You can purchase annuities through banks, mutual-fund companies and insurance providers.

Advantages Of Annuities

Compared to direct investment in the stock market, annuities are a relatively safe bet.

Annuities guarantee you will get your investment back with accumulated interest and with deferred income taxes.

You will be charged a fee for purchasing an annuity, but small interest gains over a long period of time are meant to offset the fees.

Annuities are not especially liquid because of the early withdrawal fines, but purchasing annuities is more hands-off than investing in the stock market, which can be volatile, especially when the economy is struggling.

Drawbacks Of Annuities

Annuities aren’t for everyone.

In fact, the investments have some definite downsides to be considered before making a purchase.

Annuities often charge more fees than comparable long-term accounts.

If you invest in an annuity, don’t expect to take your money out anytime soon.

Funds placed in an annuity are typically locked up for about five years.

If you withdraw a portion of your funds early, you’ll pay fines as high as 6%.

Withdrawing the funds within a long-term variable annuity before you turn 59 ½ years old can result in a 10% penalty.

An annuity is only as good as the insurance company that backs it.

Experts recommend never placing a great portion of your savings in annuities with one company because of the customer liability that comes with annuities.

In an interview with Forbes, Cuttone & Co. vice president Bernie McSherry said, “I would spread (annuities) among three or four providers at a minimum.”

The economists interviewed by Forbes could not remember a case of an insurance company defaulting and costing its investors, saying action from the government saved customers’ investments.

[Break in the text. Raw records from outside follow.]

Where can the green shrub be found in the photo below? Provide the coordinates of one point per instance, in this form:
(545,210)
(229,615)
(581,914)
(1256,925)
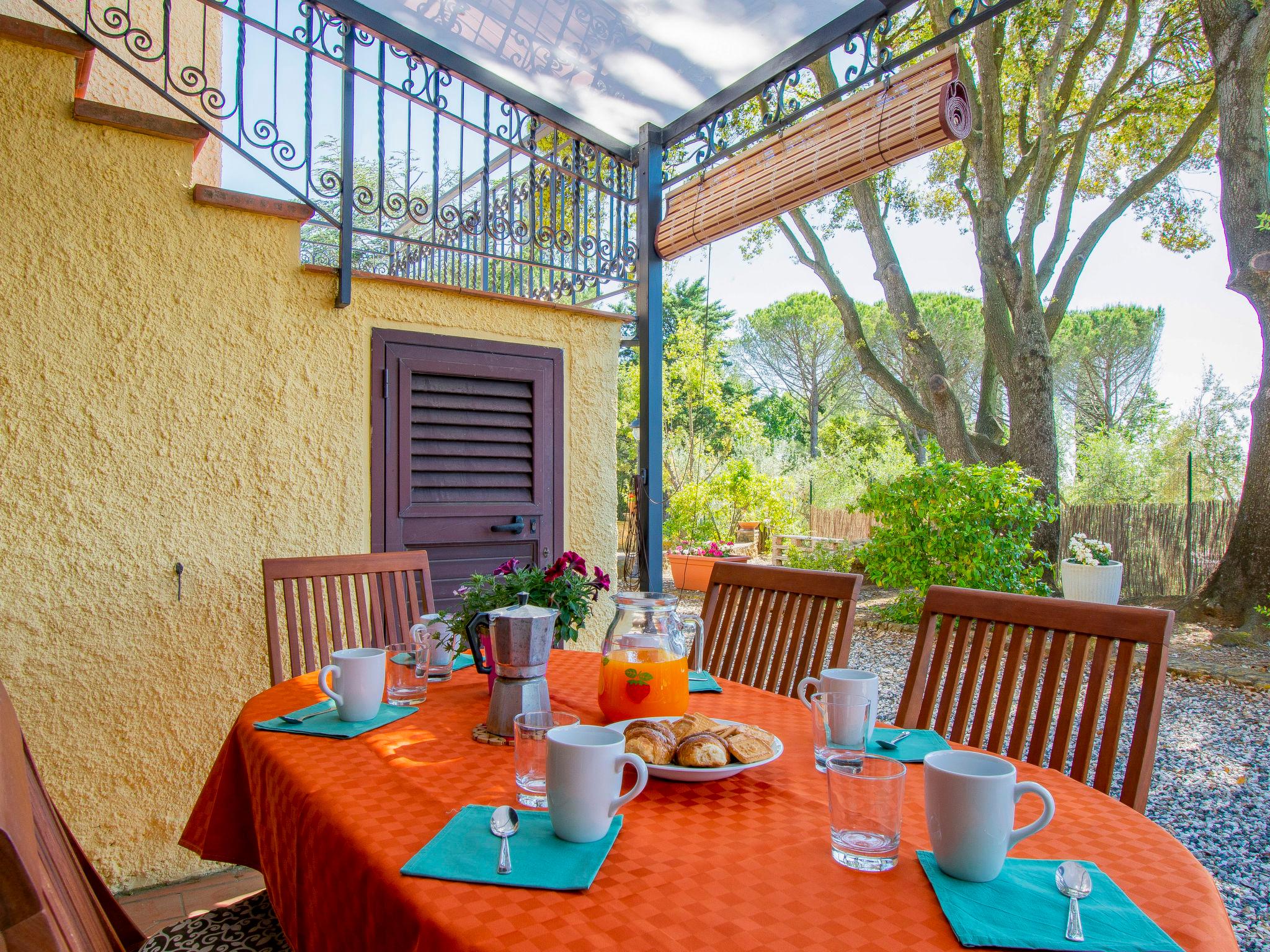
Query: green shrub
(824,558)
(706,511)
(951,524)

One of the selling points of annuities is the tax-free interest they earn, meaning you will pay income tax on the money when you take it out, rather than when you originally earn it.

Deferring the taxes is technically a solid deal, but assuming income taxes are not exorbitantly high, you would stand to make more by directly investing in the market.

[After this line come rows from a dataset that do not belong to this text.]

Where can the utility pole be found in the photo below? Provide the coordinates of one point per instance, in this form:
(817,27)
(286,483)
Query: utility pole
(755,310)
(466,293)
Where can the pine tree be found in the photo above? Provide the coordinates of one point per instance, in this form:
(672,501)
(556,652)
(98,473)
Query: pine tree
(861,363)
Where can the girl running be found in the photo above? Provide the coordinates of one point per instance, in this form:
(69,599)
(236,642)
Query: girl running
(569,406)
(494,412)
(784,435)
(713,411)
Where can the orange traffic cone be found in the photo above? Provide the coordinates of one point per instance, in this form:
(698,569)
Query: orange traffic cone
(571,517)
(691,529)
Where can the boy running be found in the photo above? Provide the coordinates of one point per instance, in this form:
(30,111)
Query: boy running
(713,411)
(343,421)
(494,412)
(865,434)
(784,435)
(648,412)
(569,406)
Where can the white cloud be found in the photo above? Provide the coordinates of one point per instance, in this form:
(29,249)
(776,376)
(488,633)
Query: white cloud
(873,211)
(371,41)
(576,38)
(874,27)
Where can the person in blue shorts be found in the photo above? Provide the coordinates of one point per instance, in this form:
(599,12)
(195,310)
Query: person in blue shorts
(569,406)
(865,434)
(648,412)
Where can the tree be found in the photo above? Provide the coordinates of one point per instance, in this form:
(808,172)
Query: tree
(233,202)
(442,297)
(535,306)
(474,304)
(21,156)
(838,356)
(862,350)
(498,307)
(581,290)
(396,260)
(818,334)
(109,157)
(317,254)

A solid alternative to purchasing an annuity is buying U.S. Savings Bonds.

Should You Buy it?

If you’re considering an annuity, it may be wise to walk through this checklist to see if such an investment is suitable for you.

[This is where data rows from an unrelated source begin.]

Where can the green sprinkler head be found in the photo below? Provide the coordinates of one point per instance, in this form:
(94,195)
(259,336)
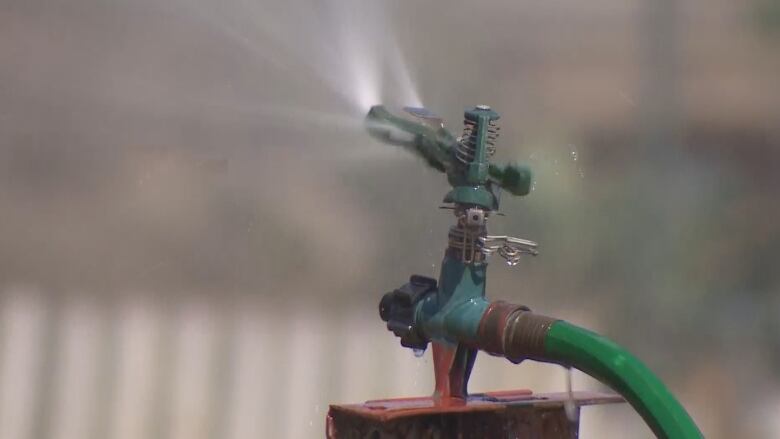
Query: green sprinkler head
(465,159)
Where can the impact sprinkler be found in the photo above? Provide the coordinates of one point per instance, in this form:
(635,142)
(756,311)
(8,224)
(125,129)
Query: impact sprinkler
(453,315)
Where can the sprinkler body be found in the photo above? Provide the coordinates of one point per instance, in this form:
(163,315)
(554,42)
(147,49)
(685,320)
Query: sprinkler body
(452,313)
(447,312)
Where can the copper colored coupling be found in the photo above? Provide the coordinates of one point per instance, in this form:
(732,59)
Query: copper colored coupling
(513,331)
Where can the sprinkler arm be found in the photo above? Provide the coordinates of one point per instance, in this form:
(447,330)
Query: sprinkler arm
(423,133)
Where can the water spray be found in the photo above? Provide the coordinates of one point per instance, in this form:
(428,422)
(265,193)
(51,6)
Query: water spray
(453,315)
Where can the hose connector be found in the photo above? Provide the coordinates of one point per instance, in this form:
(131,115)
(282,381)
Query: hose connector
(513,331)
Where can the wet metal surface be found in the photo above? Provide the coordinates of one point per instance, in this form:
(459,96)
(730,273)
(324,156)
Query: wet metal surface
(515,413)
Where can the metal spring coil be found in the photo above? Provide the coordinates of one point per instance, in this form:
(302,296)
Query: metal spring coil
(466,149)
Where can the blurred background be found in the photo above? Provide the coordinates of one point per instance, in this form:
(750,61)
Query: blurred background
(195,231)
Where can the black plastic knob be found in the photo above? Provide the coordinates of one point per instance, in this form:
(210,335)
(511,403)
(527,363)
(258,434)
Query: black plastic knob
(398,306)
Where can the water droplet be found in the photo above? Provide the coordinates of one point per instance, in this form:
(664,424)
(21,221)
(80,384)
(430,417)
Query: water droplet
(570,405)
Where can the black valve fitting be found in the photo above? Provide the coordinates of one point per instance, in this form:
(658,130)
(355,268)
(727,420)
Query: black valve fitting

What you’ll find is that there are three factors that will drive your decision.

1. Risk

First, your level of nervousness as you enter retirement: If you’re worried that you will outlive your savings, a fixed, immediate annuity may be a very wise choice.

You can buy them in almost any size imaginable.

So you can take, say, $100,000 of your savings and shop around to see what sort of income an insurance company will guarantee to pay you over time.

2. How Much Are You Saving?

Second, how much you’re saving as you prepare for retirement: Annuities are generally more suitable for older people than younger.

If you haven’t yet reached your 45th birthday, there’s probably better places for you to stash your cash. 

But if you’re 45 or older -- and you’re already saving the legal maximums for your age in a 401(k) and IRA -- it’s time to look at some alternatives, including annuities.

3. For Who Are you Investing?

Third, think of the kids: Are you making investments for you, or for your heirs?

Because if you’re thinking about leaving a legacy, an annuity is not the right vehicle. 

The obvious reason for this is that a fixed, immediate annuity is designed to provide income for your lifetime.

Once you’re gone, so is the annuity

There are exceptions. Some annuities will pay out to a beneficiary. So read the fine print, like, 10 times!

Variable Annuity

There is another form of annuity, however, that is marketed as having some interesting tax breaks attached to them -- the variable annuity.

But the thing about VAs is that although you get a tax break, the folks you leave behind will not.

That’s why we like this classic bit of advice from Jane Bryant Quinn: “When they (your heirs)  sell, they'll owe higher taxes on VAs than they would have on comparable mutual funds.

For a tax-deferred investment intended solely for heirs, consider a cash-value life insurance policy where all the proceeds pass tax free.”